La alteridad no se fundamenta en los rasgos atribuidos a los miembros de otro Estado-nación, sino que se define respecto a habitantes del mismo Estado territorial, recluidos a la condición de bárbaros Estos son los habitantes del desierto porque éste es un territorio no civilizado. Es el “desierto de las almas”, decía Vasconcelos en los primeros años del siglo XX cuando tuvo que recorrer el norte de México, porque en él sentía la extranjeridad del lugar como si estuviera no sólo en otro país, sino en un no-lugar. (p.182)

[4] Como sea, hubo periódicos que rehuyeron de los prejuicios y de la línea marcada por el Estado a la hora de abordar los sucesos de Tomóchic. Fue el caso de El Diario del Hogar, periódico de espíritu contestatario con una mirada más crítica de los acontecimientos y que, por ello, entró en polémicas con la prensa capitalina afín al gobierno de Porfirio Díaz.

[5] Dice Emanuel Carballo: “superpone tres maneras de encarar en literatura el mundo y el hombre: la romántica, la realista y la naturalista” (citado en Sandoval, 2001, p. 275). Daniel Orizaga (2008) concuerda: “Tomóchic es un documento inmejorable para observar las transiciones entre corrientes literarias como el Romanticismo de principios de siglo, el Realismo —o mejor, en el caso de Frías, Naturalismo— y el Modernismo” (p. 199). Catherine Raffi-Béroud (2001), por su parte, considera que la novela tiene una “peculiar tonalidad romántico-naturalista-premodernista” (p. 284).

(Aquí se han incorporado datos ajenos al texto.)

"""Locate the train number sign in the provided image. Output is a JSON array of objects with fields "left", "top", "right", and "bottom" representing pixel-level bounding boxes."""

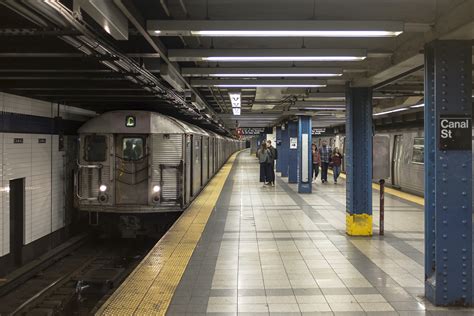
[
  {"left": 125, "top": 115, "right": 136, "bottom": 127},
  {"left": 439, "top": 115, "right": 471, "bottom": 150}
]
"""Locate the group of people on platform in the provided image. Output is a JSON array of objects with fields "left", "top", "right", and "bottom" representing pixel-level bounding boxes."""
[
  {"left": 311, "top": 140, "right": 343, "bottom": 184},
  {"left": 257, "top": 140, "right": 278, "bottom": 186},
  {"left": 257, "top": 139, "right": 343, "bottom": 186}
]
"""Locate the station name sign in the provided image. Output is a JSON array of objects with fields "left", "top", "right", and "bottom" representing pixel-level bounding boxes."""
[{"left": 439, "top": 115, "right": 472, "bottom": 150}]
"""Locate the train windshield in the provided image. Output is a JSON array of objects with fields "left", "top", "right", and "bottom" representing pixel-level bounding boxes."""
[
  {"left": 122, "top": 137, "right": 144, "bottom": 161},
  {"left": 84, "top": 135, "right": 107, "bottom": 162}
]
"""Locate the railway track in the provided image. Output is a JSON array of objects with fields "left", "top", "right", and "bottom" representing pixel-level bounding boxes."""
[{"left": 0, "top": 237, "right": 156, "bottom": 316}]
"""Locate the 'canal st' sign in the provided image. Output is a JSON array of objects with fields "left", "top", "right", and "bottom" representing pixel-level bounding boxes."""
[{"left": 439, "top": 115, "right": 472, "bottom": 150}]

[6] “El 25 de mayo de 1849, la legislatura local [de Chihuahua] aprobó la ley que autorizaba la compra de prisioneros apaches o de sus cabelleras por medio de contratos y que fue conocida como ley de cabelleras, ley quinta o, sin mayores contemplaciones, como las contratas de sangre” (González y León, 2000, p. 174).